A primeira muralha contra a barbárie e o fanatismo

A primeira muralha contra a barbárie e o fanatismo

Por: Paulo Guinote

 

 

Os gregos antigos e depois os romanos consideravam como “bárbaros” todos aqueles que não conheciam a sua língua e, por isso, pareciam balbuciar sons incompreensíveis. Por extensão, o termo aplicava-se a todos os estrangeiros que revelavam desconhecimento da cultura que agora designamos como “clássica”. Cultura essa que tanto gregos como romanos se preocupavam em transmitir de geração em geração, uns de forma mais elitista, outros de uma forma que agora poderemos qualificar como mais “democratizada” ou “massificada”.

 

Não é por acaso que a etimologia grega da palavra “escola” (“scholé” ou σχολή, que nos chegou através do latim “schola”) a associa a um lugar ou tempo de lazer e recreio, pois o estudo, a reflexão, o convívio no sentido da transmissão ou troca de conhecimentos e ideias, estavam associados a pessoas de um estatuto social e económico privilegiado.

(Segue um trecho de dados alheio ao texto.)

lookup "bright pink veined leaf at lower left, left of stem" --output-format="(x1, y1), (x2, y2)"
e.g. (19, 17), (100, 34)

A par disso, os gregos do período clássico não se preocupavam especialmente no ensino da sua cultura aos povos exteriores à Hélade, mesmo que sob o seu domínio, ao contrário dos romanos que faziam tudo por espalhar a sua, com destaque para a língua, que faziam ensinar a todos os habitantes dos territórios conquistados pelas legiões romanas.

 

Por isso, a nossa actual “escola de massas” é mais herdeira da tradição romana do que da grega, mesmo se existem óbvias transformações no seu modo de funcionamento, currículo, acesso, uso do tempo e espaço, ao longo de séculos e mesmo milénios. Mas a lógica da escola como instituição responsável pela transmissão dos conhecimentos tido como úteis para a formação das gerações seguintes, com maior ou menor elitismo no referido acesso, é algo que tem permanecido.

 

Os mestres, os professores, aqueles que eram aceites como sábios pelos restantes elementos da sociedade e das comunidades, eram os que garantiam a transmissão das tradições e dos conhecimentos que funcionavam como a primeira muralha contra a ignorância e, por essa via, contra o fanatismo nascido de visões redutoras e limitadas da realidade envolvente, da natural à social.

 

O fanatismo tende a instalar-se com maior facilidade em ambientes nos quais predomina um conhecimento parcial do mundo e da sua pluralidade, cultural, social, política ou religiosa. Onde é veiculada uma versão truncada das conquistas intelectuais da Humanidade ou onde elas são relativizadas e desconsideradas, em favor de teologias ou ideologias exclusivistas. Onde a ignorância é encarada quase como uma bênção ou mesmo uma força (Orwell, 1984), como se o conhecimento fosse uma ameaça. Porque é realmente uma ameaça contra todos os que receiam uma sociedade informada.

 

Em Roma, aprendizagem de uma língua comum, assim como a partilha de um capital cultural aceite como herança dos antepassados, não sendo raro o recurso ao sincretismo, mesmo o religioso, eram elementos fundamentais do processo de “romanização” que se encarava como a melhor forma de promover uma convivência pacífica de povos de origens diferentes. Sim, era um projecto imperialista e que promovia a aculturação dos povos que foram sendo progressivamente dominados, mas uma das finalidades era atenuar as fontes conflito e permitir uma comunicação com um conjunto de códigos partilhados pelo maior número possível de habitantes do Império. Neste sentido, a Educação e os mestres constituíam-se, fora da esfera militar, como a tal primeira muralha contra a “barbárie ou o “barbarismo”.

 

Atribui-se a Cícero a afirmação de que “a ignorância é a maior enfermidade do género humano” e a Quintiliano a recomendação de que amassem os seus professores tanto quanto os seus estudos. É uma pena que andem tão esquecidos.